Research Project: Diagnostic and Control Strategies for Malignant Catarrhal Fever

Location: Animal Disease Research

Project Number: 2090-32000-037-000-D
Project Type: In-House Appropriated

Start Date: Oct 1, 2016
End Date: Sep 30, 2021

Objective:
Malignant catarrhal fever (MCF) is an often fatal viral disease that primarily affects ruminants. Several gammaherpesviruses in the Macavirus genus can cause MCF. These viruses are carried asymptomatically by certain animal species but can cause disease when transmitted to clinically susceptible species. Ovine herpesvirus 2 (OvHV-2) is globally distributed and the most frequent cause of MCF worldwide. In North America, OvHV-2-induced MCF is the leading cause of death in American bison, which are highly susceptible to the disease. MCF results in significant economic impact on agriculture not only due to the loss of animals but also because it imposes restrictions on multispecies grazing. The development of an effective vaccine to MCF is a top priority for the agricultural industry.

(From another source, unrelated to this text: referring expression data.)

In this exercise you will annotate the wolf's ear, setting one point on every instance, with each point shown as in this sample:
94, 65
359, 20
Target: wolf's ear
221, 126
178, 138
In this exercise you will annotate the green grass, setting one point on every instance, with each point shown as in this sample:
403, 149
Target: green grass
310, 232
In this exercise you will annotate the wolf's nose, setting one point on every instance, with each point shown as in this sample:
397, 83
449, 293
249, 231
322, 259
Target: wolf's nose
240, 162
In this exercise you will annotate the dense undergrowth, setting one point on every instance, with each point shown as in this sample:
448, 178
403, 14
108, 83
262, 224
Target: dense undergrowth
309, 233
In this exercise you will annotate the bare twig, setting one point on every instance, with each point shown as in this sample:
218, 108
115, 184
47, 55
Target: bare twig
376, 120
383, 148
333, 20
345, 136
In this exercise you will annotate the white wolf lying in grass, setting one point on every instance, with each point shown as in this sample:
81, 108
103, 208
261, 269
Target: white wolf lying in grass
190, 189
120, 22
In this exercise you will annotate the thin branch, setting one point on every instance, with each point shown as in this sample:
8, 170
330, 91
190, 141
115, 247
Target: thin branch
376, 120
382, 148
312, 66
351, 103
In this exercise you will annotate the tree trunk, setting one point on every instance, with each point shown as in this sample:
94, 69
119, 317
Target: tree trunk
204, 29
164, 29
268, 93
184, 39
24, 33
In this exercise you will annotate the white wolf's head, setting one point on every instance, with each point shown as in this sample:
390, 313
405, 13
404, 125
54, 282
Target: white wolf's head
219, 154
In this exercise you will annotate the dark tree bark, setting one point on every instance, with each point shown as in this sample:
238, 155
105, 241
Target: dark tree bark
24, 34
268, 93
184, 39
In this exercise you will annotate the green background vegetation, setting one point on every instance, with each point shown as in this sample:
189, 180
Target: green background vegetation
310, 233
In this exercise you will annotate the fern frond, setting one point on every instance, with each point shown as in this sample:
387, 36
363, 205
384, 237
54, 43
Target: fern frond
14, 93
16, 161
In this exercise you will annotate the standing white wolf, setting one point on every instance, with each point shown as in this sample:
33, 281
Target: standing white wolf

However, because OvHV-2 cannot be cultured in vitro, conventional methods cannot be utilized to attenuate or modify viruses to be used as a vaccine. In this project, we propose a novel strategy to develop a vaccine against MCF using recombinant non-pathogenic gammaherpesviruses expressing key OvHV-2 glycoproteins to induce immune responses capable of protecting animals from disease. Importantly, we also plan to develop a modified virus neutralization assay to assess vaccine efficacy. Objective 1: Develop and evaluate neutralizing antibody assays for OvHV-2 using in vitro and rabbit models with the goal of assessing vaccine efficacy and protection from MCF. Subobjective 1A. Develop a recombinant AlHV-1 expressing OvHV-2 glycoproteins for an in vitro neutralization assay. Subobjective 1B. Develop and validate an in vitro neutralization assay for detection of OvHV-2 antibodies. Subobjective 1C. Evaluate interference of OvHV-2 neutralizing antibodies in the respiratory tract with virus infection and development of SA-MCF in rabbits. Objective 2: Develop novel and efficacious MCF vaccines for clinically-susceptible species using novel vaccine vector systems and platforms. Subobjective 2A. Develop a recombinant BoHV-4 expressing OvHV-2 gB and gH/gL. Subobjective 2B. Evaluate delivery platforms for immunization with the rBoHV-4/OvHV-2-gB-gH/gL in a rabbit model. Subobjective 2C. Determine whether immunization with a recombinant BoHV-4 expressing OvHV-2 gB and gH/gL prevents MCF in bison.

Approach:
This proposed research addresses a fundamental gap regarding control of OvHV-2: the development of an SA-MCF vaccine. The inability to propagate OvHV-2 in vitro has been a roadblock not only to develop a vaccine for SA-MCF, but also to perform in vitro neutralization assays for antibodies that block, for example, viral entry. Our approach is to develop recombinant non-pathogenic gammaherpesviruses expressing key OvHV-2 glycoproteins to be used as a vaccine and as an in vitro tool for analysis of neutralizing antibody responses. Using recombination-mediated genetic engineering techniques, we will generate recombinant AlHV-1 (rAlHV-1) mutants that express OvHV-2 glycoproteins required for virus entry, as chimeric viruses for in vitro neutralization assays. The assays will be critical to evaluate OvHV-2 neutralizing antibody responses in vaccinated animals and also potentially useful for detecting infection with OvHV-2 and closely related MCF viruses. Moreover, we will develop a recombinant bovine herpesvirus 4 (BoHV-4) expressing OvHV-2 antigens that can stimulate neutralizing antibody responses, as a vaccine to protect clinically-susceptible species from SA-MCF. Overall the proposed research will test two hypotheses: 1) a chimeric virus expressing OvHV-2 glycoprotein(s) propagates in vitro and can be blocked by OvHV-2 neutralizing antibodies; 2) immunization with recombinant BoHV-4 expressing OvHV-2 glycoproteins will stimulate neutralizing antibodies in the respiratory tract, which will correlate with reduced initial viral loads in lung and protection against lethal OvHV-2 challenge. These hypotheses will be tested through the following objectives: 1) develop and evaluate neutralizing antibody assays for OvHV-2 using in vitro and rabbit models with the goal of assessing vaccine efficacy and protection from MCF; and 2) develop novel and efficacious MCF vaccines for clinically-susceptible species using novel vaccine vector systems and platforms.